Generating placeholders in the query. The sql module supports two types of placeholders,
%s and %(name)s. For %s placeholders a sequence of values need to be provided
e.g. a list or tuple. For named placeholders a dictionary is used to supply values.

placeholder_str = sql.SQL("SELECT {} FROM {} WHERE first_name = {}").format(
sql.SQL(",").join(map(sql.Identifier, fld_list)),
sql.Identifier("customer"),
sql.Placeholder()
)
print(placeholder_str.as_string(con))
select 
"customer_id","first_name","last_name","email" 
from "customer" where first_name = %s
cur.execute(placeholder_str, ["MARY"])
rs = cur.fetchone()
rs
{'customer_id': 1,
'email': 'MARY.SMITH@sakilacustomer.org',
'first_name': 'MARY',
'last_name': 'SMITH'}

In the above %s is created as the placeholder for the first_name field value in the
WHERE clause using the Placeholder class. To create a named placeholder the procedure is:

placeholder_str = sql.SQL("SELECT {} FROM {} WHERE first_name = {}").format(
sql.SQL(",").join(map(sql.Identifier, fld_list)),
sql.Identifier("customer"),
sql.Placeholder(name='first_name')
)
print(placeholder_str.as_string(con))
select 
"customer_id","first_name","last_name","email" 
from "customer" where first_name = %(first_name)s
cur.execute(placeholder_str, {"first_name": "MARY"})

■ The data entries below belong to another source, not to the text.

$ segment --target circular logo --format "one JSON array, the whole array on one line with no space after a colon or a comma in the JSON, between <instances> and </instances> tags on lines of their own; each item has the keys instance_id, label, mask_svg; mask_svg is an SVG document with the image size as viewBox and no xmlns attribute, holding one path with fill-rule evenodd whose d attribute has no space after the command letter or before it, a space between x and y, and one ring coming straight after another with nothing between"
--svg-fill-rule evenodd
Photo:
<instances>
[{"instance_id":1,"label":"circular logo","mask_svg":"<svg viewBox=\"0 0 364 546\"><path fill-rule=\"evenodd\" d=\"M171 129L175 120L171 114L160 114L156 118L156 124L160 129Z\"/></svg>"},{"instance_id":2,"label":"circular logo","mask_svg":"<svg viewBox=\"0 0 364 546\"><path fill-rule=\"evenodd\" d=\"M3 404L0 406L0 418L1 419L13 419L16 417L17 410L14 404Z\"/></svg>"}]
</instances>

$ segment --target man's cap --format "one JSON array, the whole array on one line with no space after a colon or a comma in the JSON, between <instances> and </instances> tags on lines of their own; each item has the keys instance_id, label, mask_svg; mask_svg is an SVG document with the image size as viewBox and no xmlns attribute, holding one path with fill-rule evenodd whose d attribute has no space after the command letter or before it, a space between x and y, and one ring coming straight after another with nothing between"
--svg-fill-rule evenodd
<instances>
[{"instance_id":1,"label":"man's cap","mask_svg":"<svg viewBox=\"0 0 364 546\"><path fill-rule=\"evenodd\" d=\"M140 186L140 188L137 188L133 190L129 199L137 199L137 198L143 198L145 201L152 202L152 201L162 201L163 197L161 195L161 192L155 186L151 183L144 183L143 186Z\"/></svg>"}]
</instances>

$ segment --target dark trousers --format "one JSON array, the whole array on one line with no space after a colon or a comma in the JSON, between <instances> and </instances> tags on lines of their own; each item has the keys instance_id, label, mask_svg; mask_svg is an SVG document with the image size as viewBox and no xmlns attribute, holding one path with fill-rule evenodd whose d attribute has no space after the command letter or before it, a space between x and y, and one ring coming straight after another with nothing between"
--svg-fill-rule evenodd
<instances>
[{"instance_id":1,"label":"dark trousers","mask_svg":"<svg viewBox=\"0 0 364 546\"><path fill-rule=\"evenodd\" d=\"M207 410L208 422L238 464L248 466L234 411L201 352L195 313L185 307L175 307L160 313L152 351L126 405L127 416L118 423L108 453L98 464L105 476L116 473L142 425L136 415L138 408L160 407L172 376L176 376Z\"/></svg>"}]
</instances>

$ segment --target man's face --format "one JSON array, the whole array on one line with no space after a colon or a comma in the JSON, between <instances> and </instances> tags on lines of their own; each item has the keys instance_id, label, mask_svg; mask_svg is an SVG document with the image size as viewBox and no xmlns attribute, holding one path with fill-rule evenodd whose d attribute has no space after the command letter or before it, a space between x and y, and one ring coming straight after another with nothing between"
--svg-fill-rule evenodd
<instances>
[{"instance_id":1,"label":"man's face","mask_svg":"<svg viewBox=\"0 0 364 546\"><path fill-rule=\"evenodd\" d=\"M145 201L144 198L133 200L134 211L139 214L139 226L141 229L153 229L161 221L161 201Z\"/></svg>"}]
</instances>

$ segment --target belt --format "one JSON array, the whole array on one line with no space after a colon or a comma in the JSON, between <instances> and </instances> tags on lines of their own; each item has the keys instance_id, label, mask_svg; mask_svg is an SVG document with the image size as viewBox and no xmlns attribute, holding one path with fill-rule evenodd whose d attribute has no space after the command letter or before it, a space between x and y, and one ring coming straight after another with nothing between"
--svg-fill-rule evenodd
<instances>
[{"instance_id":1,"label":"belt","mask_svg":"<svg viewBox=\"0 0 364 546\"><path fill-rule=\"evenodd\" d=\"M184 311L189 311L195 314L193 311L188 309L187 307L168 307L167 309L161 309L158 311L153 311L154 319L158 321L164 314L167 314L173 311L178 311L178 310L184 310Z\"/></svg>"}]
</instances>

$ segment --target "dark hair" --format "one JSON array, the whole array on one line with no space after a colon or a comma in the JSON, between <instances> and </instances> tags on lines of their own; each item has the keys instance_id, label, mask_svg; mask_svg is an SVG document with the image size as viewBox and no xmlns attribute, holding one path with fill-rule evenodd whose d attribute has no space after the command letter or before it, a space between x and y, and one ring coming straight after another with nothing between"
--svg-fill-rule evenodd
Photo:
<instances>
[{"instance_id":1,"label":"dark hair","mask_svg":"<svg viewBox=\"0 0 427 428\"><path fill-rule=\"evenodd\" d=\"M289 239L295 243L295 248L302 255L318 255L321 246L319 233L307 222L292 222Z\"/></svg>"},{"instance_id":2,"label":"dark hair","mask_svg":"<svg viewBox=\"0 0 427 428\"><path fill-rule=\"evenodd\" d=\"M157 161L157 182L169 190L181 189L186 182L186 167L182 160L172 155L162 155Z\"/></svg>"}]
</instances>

Where this leads to is a building a query string from data sourced from a Python dictionary:

new_customer_list = [
{"store_id": 1, "first_name": "ADRIAN" , "last_name": "KLAVER", 
"email": "ADRIAN.KLAVER@sakilacustomer.org", "address_id": 67},
{"store_id": 2, "first_name": "JANE" , "last_name": "DOE", 
"email": "JANE.DOE@sakilacustomer.org", "address_id": 7},
{"store_id": 1, "first_name": "WHO" , "last_name": "KNOWS", 
"email": "WHO.KNOWS@sakilacustomer.org", "address_id": 189 }
]

insert_flds = [fld_name for fld_name in new_customer_list[0].keys()]

insert_str = sql.SQL("INSERT INTO customer ({}) VALUES ({})").format(
sql.SQL(",").join(map(sql.Identifier, insert_flds)),
sql.SQL(",").join(map(sql.Placeholder, insert_flds))
)

from psycopg2.extras import execute_batch

execute_batch(cur, insert_str, new_customer_list)

I snuck in another new feature from psycopg2 2.7, execute_batch. This is way of batching statements for fewer round trips to the server, by default 100. For this example not really a win, but it is nice to know it is out there. For cases where I have a lot of data to transfer to a table I use psycopg2’s COPY features whenever possible. That is a subject for another day though.